Islam juga mengakui hak-hak perempuan dalam hal kepemilikan pribadi,
sewa-menyewa, jual-beli, dan semua jenis akad muamalah perempuan diakui
dan tidak ada hambatan sedikitpun. Demikian pula dijamin hak-hak mereka
untuk belajar dan mengajarkan ilmunya, berkontribusi bagi kemajuan
bangsa dan negara. Istri-istri Rasulullah aktif mengkordinir dan
mobilisasi kaum hawa dalam jihad fi sabilillah. Khadijah ra dikenal
sebagai pebisnis, dan Aisyah ra dikenal keluasan ilmunya sehingga
ratusan sahabat berguru kepada beliau dan meriwayatkan hadis Rasul dalam
majelis ilmunya. Demikian pula istri-istri sahabat nabi. Asma’ putri
Abu Bakr ra berperan penting dalam hijrah Rasul dan ayahnya ke Madinah.
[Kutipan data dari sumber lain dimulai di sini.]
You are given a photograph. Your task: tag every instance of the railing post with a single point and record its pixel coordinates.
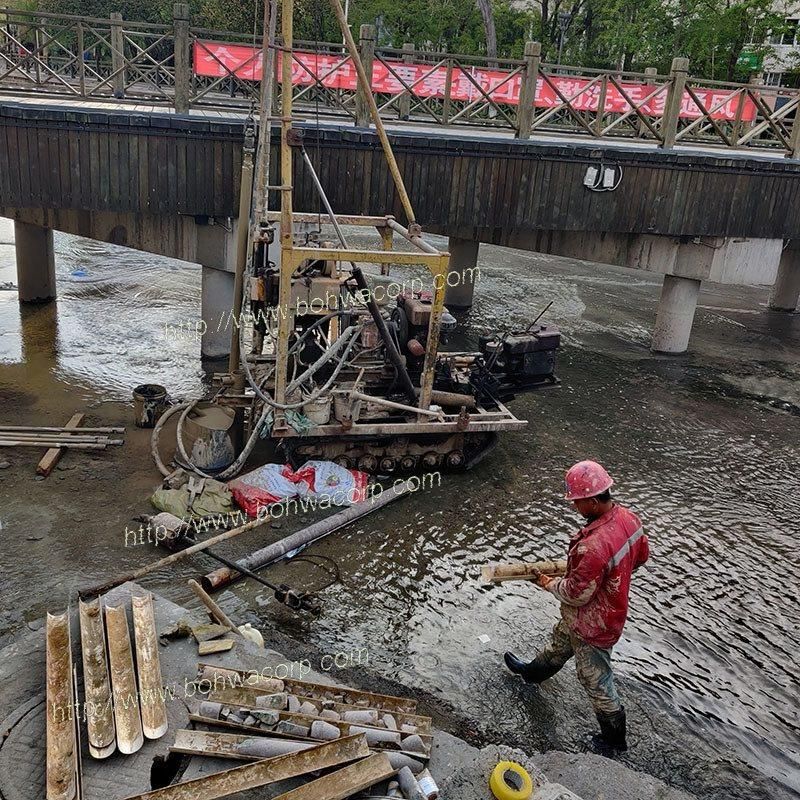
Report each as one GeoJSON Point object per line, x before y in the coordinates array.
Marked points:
{"type": "Point", "coordinates": [404, 106]}
{"type": "Point", "coordinates": [601, 106]}
{"type": "Point", "coordinates": [81, 63]}
{"type": "Point", "coordinates": [672, 108]}
{"type": "Point", "coordinates": [367, 52]}
{"type": "Point", "coordinates": [526, 110]}
{"type": "Point", "coordinates": [794, 138]}
{"type": "Point", "coordinates": [117, 54]}
{"type": "Point", "coordinates": [183, 57]}
{"type": "Point", "coordinates": [448, 90]}
{"type": "Point", "coordinates": [642, 129]}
Juga putri-putri Rasul, Ruqayah, Ummu Kultsum dan Fatimah ra aktif
berjihad mendampingi suami-suami mereka, Utsman bin Affan ra dan Ali bin
Abi Thalib ra. Khalifah ‘Umar ra mengangkat al-Syifa’ seorang wanita
sebagai pengawas pasar kota Madinah.
Islam memberi kesempatan yang luas kepada wanita untuk BERIBADAH,
BELAJAR dan BEKERJA. Khususnya jika itu menjadi tuntutan keluarga atau
masyarakatnya dengan tetap memperhatikan adab-adab yang menjadi jaminan
perlindungan dan pemeliharaan diri dari tindak penganiayaan. Termasuk
penganiayaan suaminya yang fujur, orang tuanya yang melampaui batas, dan
anaknya yang durhaka atau menyakiti.
Selain mengakui adanya PERSAMAAN antara laki-laki dan perempuan dalam
hal kemanusiaan, kemuliaan, dan hak-hak umum yang terkait langsung
dengan posisinya sebagai hamba Allah SWT, Islam telah MEMBEDAKAN
perlakuan terhadap laki-laki dan perempuan dalam sebagian hak dan
kewajiban. Itu dilakukan sesuai dengan adanya perbedaan naluriah dan
alami (nature) di antara keduanya dalam fungsi, peran dan tanggung
jawab. Agar masing-masing jenis dapat menunaikan tugas-tugas pokoknya
dengan sempurna.
Syariat Islam tegas melarang diskriminasi dan kezaliman terhadap
perempuan, sehingga mengakibatkan hak-haknya dikurangi dan kemuliaannya
dinodai. Di dalam Islam tidak ada diskriminasi terhadap perempuan, untuk
tujuan memanjakan laki-laki. Syariat Islam dalam PEMBEDAAN antara
laki-laki dan perempuan, ditetapkan bukan karena alasan untuk menindas
atau menzalimi hak perempuan, tetapi berdasarkan hikmah dan alasan yang
kuat di antaranya bahwa hak yang diterima masing-masing itu harus sesuai
dengan beban dan tanggung jawab sosial ekonominya di tengah keluarga
dan masyarakat, perbedaan fisiologis dan psikologis dalam kendali emosi,
terhindar dari percampuran nasab anak.. Di antara bentuk PEMBEDAAN
ATURAN ISLAM itu, sesuai dalil-dalil Al-Quran dan Hadits, adalah:
1) Hak Waris Anak Laki-laki dan Anak Perempuan dengan porsi 2:1, 2)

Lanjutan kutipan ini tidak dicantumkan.